Olivia Plotnick, founder of Wai Social, a Shanghai-based social media agency, says when entering the Chinese market, high-end outdoor brands should recognize and respect cultural nuances and consumer preferences that are unique to China. 

“Recognizing their preferences for outdoor activities, design aesthetics, and product features are all important,” she says. “Chinese consumers value authenticity and the stories behind brands. Articulating a compelling brand narrative and values can foster emotional connections, engendering loyalty and resonating with the target audience.” 

Celebrity endorsements can play a pivotal role in shaping consumer preferences in China. Plotnick advises brands to choose celebrities with a genuine interest in outdoor sports who can authentically represent their brand, as consumers can quickly spot inauthentic endorsements, leading to reduced credibility.

In recent years, the resurgence of national pride among younger consumers has prompted domestic enterprises to offer more affordable alternatives to international products. Notable Chinese brands like Anta, and Li-Ning have leveraged this guochao trend to their advantage. 

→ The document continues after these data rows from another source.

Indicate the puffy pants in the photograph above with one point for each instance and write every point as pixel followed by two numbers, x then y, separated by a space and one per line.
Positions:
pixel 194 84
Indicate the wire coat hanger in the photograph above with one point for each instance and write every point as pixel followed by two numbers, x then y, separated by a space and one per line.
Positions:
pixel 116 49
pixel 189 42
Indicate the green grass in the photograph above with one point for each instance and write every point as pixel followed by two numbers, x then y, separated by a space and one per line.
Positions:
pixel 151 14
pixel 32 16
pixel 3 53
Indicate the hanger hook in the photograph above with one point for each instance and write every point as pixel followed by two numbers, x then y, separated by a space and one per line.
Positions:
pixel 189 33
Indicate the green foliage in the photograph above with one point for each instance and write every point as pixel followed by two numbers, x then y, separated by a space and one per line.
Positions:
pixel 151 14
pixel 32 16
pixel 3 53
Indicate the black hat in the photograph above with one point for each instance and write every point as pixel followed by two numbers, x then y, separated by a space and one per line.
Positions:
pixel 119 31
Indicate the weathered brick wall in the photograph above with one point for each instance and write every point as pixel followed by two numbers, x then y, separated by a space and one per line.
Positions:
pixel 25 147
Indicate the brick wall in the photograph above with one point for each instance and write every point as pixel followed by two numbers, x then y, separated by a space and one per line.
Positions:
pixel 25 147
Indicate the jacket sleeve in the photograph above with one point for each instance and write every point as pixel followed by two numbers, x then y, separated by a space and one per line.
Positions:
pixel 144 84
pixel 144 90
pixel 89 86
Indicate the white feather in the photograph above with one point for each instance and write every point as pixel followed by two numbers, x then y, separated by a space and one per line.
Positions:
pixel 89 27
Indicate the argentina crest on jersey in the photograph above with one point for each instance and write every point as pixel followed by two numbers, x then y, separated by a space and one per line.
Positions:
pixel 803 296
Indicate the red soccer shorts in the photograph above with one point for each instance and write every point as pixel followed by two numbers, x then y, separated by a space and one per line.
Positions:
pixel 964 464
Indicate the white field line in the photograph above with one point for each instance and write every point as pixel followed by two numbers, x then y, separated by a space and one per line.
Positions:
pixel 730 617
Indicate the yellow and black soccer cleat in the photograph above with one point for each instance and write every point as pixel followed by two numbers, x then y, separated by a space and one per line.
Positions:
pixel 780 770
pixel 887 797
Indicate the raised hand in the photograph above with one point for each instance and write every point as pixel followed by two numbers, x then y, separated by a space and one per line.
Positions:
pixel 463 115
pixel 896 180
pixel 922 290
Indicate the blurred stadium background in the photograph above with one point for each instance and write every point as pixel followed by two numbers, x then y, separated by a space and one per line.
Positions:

Anta’s “Gym Tech” new flagship store signals that the ownership group has changed the brand’s business model toward a direct-to-consumer distribution approach. Photo: Anta

Thomas of S2M acknowledges this trend and highlights the success of Anta, saying, “Anta’s strategy, particularly its acquisition of Amer Sports, has given it a range of international outdoor sports brands like Salomon, Atomic, and Arc’teryx,” S2M’s Thomas says. “Coupled with Anta’s knowledge of the Chinese market, and its capabilities and infrastructure, this provides these brands with a significant competitive advantage over non-Chinese-owned outdoor sports brands.”

Thomas believes that international brands’ brand strength and aspirational nature will likely endure in China, but says they are more suited to the premium end of the market.

Above all, maintaining product-market-fit, authenticity and relevance in China’s dynamically changing consumer market requires continued investment, he adds.